4:30pm Conference End

These events and the broader movements from which they come are critical for black liberation because they de-center an approach to social progress that hinges on economic assimilation into capitalism and political assimilation into colonialism and imperialism. As Dr. Cornel West explains here, such approaches have primarily benefited the most privileged segment of the black population which is more committed to individualist, upward mobility than our collective empowerment and self-determination.

Without reengineering our economic activity and defining a class conscious political agenda, then even in this post Civil Rights era, black life in the US will continue to be undervalued: Median, black household net wealth will continue to head to zero dollars. The politicians that black voters overwhelmingly support will continue to defend capitalism, its poverty, wars and ecological destruction. The racist, classist criminal justice system will be the subject of periodic media outrage before ritualistically producing no substantive change. Black home evictions and healthcare - etcetera, etcetera. We're not a few black judges, millionaires or politicians away from a healthy society.
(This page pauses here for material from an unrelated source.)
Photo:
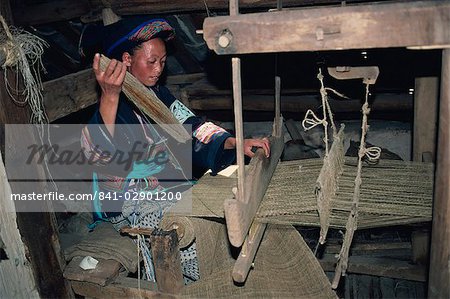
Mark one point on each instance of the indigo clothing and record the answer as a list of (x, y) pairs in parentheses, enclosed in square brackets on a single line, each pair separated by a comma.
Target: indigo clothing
[(207, 150)]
Instead, of just recycling affirmative action to produce diversity and inclusion... instead of just replacing elected, imperialist Republicans with elected, imperialist Democrats... instead of just reproducing Wall Street and its massive shortcomings by aspiring for a Black Wall Street... instead of building "movements" that depend indefinitely on the philanthropy of exploitative companies, black people and our accomplices can trust black people with power over our own lives.

Organizations and events like the ones above have the potential for producing institutions, economic philosophies, political philosophies, culture and history that might actually have a chance of advancing black, working class power, relationships and health.